The new mood of business cooperation between the two Asian giants was in evidence when Chinese Premier Wen Jiabao chose to arrive in India in early April via the Information Technology city of Bangalore, where he met the heads of such flagship Indian IT companies as Infosys, Wipro and TCS.

During his visit, Wen said China and India should work together to lead the world in information technology.

"I strongly believe that if we join hands together, we will certainly be able to set a new trail in the IT business world. When the particular day comes, it will signify the coming of the Asian century of the IT industry," Wen told a gathering of IT industry professionals in Bangalore.

"Cooperation is just like two pagodas -- one hardware and one software," Wen said. "Combined, we can take the leadership position in the world."

IT cooperation is just one part of the new business equation between Beijing and New Delhi. In other high-tech sectors such as pharmaceuticals and biotech, there are also joint venture prospects.
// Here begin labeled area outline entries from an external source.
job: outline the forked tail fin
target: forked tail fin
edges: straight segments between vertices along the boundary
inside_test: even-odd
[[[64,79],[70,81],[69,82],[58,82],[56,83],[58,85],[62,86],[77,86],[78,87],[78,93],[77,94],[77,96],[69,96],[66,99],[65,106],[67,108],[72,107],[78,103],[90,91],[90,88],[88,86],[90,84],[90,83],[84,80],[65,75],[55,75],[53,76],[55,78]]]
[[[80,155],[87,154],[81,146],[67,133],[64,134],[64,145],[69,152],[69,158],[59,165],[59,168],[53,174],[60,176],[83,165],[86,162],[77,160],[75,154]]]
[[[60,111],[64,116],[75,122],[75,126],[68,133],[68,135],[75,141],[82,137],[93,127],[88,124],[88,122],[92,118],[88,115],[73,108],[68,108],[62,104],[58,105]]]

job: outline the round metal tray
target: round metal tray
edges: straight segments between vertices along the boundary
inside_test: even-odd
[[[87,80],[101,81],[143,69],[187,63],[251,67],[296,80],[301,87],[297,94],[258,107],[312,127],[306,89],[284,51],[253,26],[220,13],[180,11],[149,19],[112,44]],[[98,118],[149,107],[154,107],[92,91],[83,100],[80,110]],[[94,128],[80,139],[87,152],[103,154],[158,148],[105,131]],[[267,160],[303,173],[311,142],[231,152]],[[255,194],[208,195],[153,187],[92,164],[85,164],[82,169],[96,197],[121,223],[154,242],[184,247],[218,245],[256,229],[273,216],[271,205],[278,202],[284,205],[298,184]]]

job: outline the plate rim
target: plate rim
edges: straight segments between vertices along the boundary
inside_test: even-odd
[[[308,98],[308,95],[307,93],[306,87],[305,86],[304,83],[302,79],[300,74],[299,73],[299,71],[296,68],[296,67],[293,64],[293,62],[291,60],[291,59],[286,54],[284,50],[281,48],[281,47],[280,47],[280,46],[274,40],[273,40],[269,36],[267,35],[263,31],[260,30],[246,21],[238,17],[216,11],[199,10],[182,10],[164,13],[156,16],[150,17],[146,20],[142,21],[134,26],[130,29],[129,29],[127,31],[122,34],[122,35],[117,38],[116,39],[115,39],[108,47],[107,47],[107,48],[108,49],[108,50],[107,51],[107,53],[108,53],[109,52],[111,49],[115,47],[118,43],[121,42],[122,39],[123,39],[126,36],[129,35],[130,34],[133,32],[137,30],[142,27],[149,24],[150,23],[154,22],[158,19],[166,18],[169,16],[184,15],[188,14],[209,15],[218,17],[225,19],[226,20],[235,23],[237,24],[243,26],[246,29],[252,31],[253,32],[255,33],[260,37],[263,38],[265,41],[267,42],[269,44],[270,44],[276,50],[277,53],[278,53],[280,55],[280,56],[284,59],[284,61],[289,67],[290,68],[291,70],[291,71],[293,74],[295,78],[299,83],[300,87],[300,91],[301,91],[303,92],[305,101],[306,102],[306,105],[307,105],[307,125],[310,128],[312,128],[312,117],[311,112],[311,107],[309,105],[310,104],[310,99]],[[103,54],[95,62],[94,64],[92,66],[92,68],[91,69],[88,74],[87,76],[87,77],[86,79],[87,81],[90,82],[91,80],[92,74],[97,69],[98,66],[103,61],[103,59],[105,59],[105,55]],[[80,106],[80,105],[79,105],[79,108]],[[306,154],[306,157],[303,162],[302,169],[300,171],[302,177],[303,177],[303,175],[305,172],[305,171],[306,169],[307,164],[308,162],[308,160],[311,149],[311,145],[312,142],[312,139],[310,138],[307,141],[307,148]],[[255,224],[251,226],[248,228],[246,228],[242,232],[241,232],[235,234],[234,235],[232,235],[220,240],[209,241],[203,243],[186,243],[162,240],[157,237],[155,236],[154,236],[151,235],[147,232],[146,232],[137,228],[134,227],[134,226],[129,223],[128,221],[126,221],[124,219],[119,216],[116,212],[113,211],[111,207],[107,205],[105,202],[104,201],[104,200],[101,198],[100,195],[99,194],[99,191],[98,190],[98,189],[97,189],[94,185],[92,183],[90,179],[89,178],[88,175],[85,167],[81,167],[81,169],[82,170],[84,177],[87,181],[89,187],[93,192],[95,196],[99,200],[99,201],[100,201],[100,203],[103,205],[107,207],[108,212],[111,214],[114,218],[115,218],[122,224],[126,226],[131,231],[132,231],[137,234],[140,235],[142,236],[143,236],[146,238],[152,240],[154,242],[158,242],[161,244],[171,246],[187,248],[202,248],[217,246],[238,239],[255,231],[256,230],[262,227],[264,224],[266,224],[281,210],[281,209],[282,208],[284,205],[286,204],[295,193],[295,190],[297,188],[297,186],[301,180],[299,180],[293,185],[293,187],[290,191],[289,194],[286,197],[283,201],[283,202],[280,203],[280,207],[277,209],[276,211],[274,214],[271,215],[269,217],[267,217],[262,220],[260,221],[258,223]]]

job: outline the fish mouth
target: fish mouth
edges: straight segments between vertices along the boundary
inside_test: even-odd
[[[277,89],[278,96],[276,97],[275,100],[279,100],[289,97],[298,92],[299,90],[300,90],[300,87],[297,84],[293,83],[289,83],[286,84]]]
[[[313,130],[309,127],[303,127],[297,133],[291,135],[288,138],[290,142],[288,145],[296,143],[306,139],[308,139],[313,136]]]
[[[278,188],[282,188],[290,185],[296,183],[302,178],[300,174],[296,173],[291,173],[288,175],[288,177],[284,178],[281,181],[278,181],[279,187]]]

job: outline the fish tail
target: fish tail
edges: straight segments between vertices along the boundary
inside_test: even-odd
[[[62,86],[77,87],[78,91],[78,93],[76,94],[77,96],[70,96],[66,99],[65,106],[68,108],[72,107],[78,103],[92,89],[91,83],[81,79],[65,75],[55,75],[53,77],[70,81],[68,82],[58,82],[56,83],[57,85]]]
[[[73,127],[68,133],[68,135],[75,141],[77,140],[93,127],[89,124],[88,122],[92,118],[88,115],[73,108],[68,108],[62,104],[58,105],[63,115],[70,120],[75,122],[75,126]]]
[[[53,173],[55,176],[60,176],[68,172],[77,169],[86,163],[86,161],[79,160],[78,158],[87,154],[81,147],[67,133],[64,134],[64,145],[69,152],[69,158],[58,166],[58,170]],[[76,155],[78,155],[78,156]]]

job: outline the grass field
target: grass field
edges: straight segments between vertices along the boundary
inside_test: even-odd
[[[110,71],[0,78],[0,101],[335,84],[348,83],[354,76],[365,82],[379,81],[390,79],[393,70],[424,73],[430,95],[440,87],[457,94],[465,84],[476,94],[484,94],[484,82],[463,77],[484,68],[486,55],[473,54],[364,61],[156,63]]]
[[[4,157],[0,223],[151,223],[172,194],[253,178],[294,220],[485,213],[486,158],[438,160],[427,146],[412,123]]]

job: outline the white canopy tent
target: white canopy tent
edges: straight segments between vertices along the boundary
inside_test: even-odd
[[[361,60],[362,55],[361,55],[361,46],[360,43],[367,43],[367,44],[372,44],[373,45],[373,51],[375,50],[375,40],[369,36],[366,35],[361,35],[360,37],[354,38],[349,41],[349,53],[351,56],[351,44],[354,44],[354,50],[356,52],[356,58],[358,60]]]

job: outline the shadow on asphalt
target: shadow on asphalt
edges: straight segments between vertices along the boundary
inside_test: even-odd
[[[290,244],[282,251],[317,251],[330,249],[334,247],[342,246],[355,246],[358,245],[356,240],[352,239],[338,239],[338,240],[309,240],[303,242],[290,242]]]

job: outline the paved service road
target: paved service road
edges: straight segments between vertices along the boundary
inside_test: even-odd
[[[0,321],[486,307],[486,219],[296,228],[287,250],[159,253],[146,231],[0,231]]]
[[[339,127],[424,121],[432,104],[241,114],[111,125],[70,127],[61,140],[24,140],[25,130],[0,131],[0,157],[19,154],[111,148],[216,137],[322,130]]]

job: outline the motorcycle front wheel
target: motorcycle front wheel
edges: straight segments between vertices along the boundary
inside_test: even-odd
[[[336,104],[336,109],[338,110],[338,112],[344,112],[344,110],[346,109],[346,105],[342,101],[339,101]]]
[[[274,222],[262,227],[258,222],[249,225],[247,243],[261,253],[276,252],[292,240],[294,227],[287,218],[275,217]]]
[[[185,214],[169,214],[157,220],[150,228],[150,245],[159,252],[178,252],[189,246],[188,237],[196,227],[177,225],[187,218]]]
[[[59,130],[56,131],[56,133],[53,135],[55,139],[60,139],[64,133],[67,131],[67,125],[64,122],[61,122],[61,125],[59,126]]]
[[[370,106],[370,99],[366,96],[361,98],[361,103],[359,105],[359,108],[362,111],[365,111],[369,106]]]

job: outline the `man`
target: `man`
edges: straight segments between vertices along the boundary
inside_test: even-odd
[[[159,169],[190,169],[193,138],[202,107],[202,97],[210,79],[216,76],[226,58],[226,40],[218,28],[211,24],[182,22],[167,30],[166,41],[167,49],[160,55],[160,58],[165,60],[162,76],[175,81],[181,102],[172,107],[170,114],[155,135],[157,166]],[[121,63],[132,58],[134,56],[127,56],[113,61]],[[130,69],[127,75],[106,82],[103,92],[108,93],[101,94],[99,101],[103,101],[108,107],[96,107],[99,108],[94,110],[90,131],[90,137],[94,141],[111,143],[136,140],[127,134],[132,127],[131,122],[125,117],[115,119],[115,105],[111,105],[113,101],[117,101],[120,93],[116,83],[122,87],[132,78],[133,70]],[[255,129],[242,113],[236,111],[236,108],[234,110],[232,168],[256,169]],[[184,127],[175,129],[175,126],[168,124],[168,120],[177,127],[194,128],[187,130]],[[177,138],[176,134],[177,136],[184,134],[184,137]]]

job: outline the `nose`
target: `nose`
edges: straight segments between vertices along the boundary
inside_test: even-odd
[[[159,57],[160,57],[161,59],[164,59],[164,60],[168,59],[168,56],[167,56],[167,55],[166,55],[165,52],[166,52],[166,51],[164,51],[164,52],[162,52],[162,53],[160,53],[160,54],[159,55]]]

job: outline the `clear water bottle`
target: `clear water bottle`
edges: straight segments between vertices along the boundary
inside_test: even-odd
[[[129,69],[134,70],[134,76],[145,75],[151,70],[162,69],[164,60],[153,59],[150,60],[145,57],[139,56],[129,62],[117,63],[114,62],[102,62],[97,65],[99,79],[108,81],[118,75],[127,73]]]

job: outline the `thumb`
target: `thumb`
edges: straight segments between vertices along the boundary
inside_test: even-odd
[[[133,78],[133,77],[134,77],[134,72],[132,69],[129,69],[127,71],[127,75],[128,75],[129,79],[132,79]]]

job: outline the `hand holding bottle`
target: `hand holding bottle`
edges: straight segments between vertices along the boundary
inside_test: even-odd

All told, bilateral trade has doubled in the past year to about an annual figure of $14 billion, with India dramatically lifting its iron and steel exports to meet China's huge demand.

China and India also want to look at developing a free trade area that, with a combined population of 2.3 billion, would be the the largest in the world.

Along with business, China and India have also made strides in settling their long-running border dispute that saw them fight a brief but bitter war in 1962.

Under an agreement signed in New Delhi on April 11 between Wen and Indian Prime Minister Manmohan Singh, the two countries said they would establish "an India-China strategic and cooperative partnership for peace and prosperity."

Under the agreement, China has recognized the Himalayan territory of Sikkim as a part of India. Sikkim, between Nepal and Bhutan, was annexed by India in 1975.

There are still outstanding border issues in the Kashmir region and in India's northeastern state of Arunachal Pradesh, bordering China's Tibet region.